„Groźba zamknięcia medycyny jest realna” – powiedział w Mocnej Rozmowie Marek Suski, poseł Prawa i Sprawiedliwości. Jego zdaniem kierunek lekarski na UTH nie spełnia wymogów do kształcenia lekarzy i jeśli nic się nie zmieni – uczelnia go straci
Na kierunku lekarskim na Uniwersytecie Technologiczno-Humanistycznym w Radomiu studiuje blisko 300 osób. 6-ciu studentów odeszło. Jeśli medycyna zostanie zamknięta, pozostali zostaną przeniesieni na inne uczelnie. A groźba jest realna. Marek Suski poseł Prawa i Sprawiedliwości przyznał w Mocnej rozmowie, że brak odpowiednich warunków to brak kierunku lekarskiego.
Jak tłumaczy parlamentarzysta – władze uniwersytetu nie wykonały pokontrolnych zaleceń Komisji Akredytacyjnej i kierunek nie spełnia podstawowych wymogów do kształcenia lekarzy.

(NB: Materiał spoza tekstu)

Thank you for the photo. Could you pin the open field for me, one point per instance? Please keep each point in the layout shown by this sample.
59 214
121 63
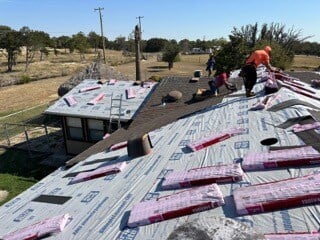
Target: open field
18 103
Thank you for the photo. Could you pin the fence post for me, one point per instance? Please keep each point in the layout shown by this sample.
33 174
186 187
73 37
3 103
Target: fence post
7 133
47 136
27 138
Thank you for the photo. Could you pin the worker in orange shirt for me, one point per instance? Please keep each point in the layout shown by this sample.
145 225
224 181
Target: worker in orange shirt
249 72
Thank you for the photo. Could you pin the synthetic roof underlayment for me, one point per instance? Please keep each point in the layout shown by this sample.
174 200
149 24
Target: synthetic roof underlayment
100 208
92 99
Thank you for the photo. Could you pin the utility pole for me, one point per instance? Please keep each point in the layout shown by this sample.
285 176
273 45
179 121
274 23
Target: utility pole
140 33
101 27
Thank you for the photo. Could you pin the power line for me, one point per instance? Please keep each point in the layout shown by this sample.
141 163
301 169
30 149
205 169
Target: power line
139 17
103 45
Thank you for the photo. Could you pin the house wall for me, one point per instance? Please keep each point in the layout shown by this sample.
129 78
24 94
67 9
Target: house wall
75 146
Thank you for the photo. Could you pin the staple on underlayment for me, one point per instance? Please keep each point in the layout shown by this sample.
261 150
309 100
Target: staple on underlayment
97 99
130 93
175 205
283 194
224 173
40 229
293 157
214 138
86 89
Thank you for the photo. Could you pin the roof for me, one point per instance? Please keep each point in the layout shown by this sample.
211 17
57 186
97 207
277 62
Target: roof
154 114
100 208
92 99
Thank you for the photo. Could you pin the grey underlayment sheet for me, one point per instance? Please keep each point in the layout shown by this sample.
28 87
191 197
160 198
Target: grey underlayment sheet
100 207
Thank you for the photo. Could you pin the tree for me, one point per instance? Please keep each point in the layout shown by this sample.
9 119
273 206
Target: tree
11 41
63 42
94 40
33 41
248 38
171 53
81 44
155 45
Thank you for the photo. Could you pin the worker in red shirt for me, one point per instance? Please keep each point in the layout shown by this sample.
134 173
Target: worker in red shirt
249 72
218 81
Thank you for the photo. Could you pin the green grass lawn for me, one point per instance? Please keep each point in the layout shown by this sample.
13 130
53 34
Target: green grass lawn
19 171
14 185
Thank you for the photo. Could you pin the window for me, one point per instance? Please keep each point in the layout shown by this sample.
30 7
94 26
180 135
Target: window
74 128
95 130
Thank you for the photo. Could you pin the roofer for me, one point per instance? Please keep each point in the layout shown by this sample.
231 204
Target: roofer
249 72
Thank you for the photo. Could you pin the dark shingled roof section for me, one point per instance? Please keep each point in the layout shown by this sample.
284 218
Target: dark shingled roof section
304 76
154 115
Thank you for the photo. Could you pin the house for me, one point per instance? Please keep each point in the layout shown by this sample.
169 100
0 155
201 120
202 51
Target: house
94 108
102 208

A zarzuty są poważne. Uczelnia nie ma prosektorium – jest jedynie decyzja o warunkach zabudowy na dostosowanie obiektu, w którym ma ono powstać. Chodzi o część budynku Wydziału Materiałoznawstwa i Technologii Wzornictwa przy ul. Chrobrego 27. Zajęcia z patomorfologii w tym semestrze nawet się nie zaczęły, a powinny się zakończyć się w styczniu. Rozwiązanie jest tylko jedno – mówi poseł Suski.
To nie wszystko. Nadal są też zastrzeżenia co do wyposażenia i pracowni oraz skuteczności sposobu doboru treści programowych i metod kształcenia.
Los medycyny zależy od opinii Polskiej Komisji Akredytacyjnej. Ta pierwsza, wydana w październiku, była negatywna. Uczelnia odwołała się od niej, ale nie otrzymała jeszcze odpowiedzi.